Byrne was born in Dublin in 1962. He studied at Dun Laoghaire College of Art and Design, where he trained in the Bauhaus tradition. His strong interest in current affairs together with his punk mentality have blended to create an artist in tune with the world around him – who depicts the controversies in Irish politics with a commanding, humorous outlook. Byrne is strongly influenced by Walpole’s remark; “The world is a tragedy to those who feel, but a comedy to those who think.” Byrne catches the great and the good of the day, their foibles and their achievements and their failures – always portrayed with humor and sarcasm.

In recent years, Tom Byrne has been represented at Art Expo New York, Art Sydney Australia and the Beijing Art Salon China.


Many of Tom Byrne’s works demonstrate a kinesthetic quality, engaging the viewer on just a visual level, but also on a tactile plane. He invites you, the viewer, to forget the established norm of “look but don’t touch” and instead to reach out and experience his pictures with senses other than your eyes.

Tom Byrne is emerging in the Irish Art Scene as one of the hottest new painters around. Classically trained but with a ‘punk’ mentality to his muse, Byrne portraits a world that is as fantastic as it is rooted in the life of modern Ireland. His explorations of the aftermath of the Celtic Tiger with its new found fascination with sex and money are riveting.

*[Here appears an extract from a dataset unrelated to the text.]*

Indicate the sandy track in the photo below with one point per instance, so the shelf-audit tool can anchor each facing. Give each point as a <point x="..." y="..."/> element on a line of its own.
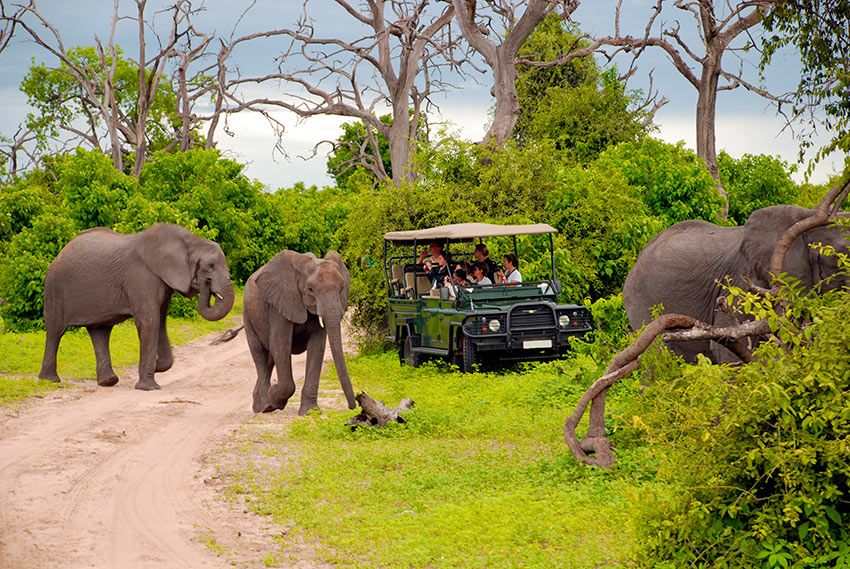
<point x="114" y="477"/>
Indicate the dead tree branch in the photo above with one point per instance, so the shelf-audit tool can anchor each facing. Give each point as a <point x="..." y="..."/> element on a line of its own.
<point x="376" y="414"/>
<point x="686" y="329"/>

Tom has an innate skill which enables him to engage the viewer with his figurative paintings. He achieves this by allowing the figures to exude character. They create curiosity in the viewer as they often glance sideways or stare straight out of the painting. This contact causes a relationship between the viewer and the painting and it results in luring the viewer towards unveiling the emotional depth that is contained within his work. This proves very interesting as his figures relay a wide scope of emotions. Some screams out of the paintings as they are trapped inside and are trying to break free through the canvas. Others confined by alternative means – such as their shy nature or their overwhelming sense of awkwardness which isolates them from their surroundings. These contrast with the figures that float within their space and effortlessly radiate confidence and a sense of present.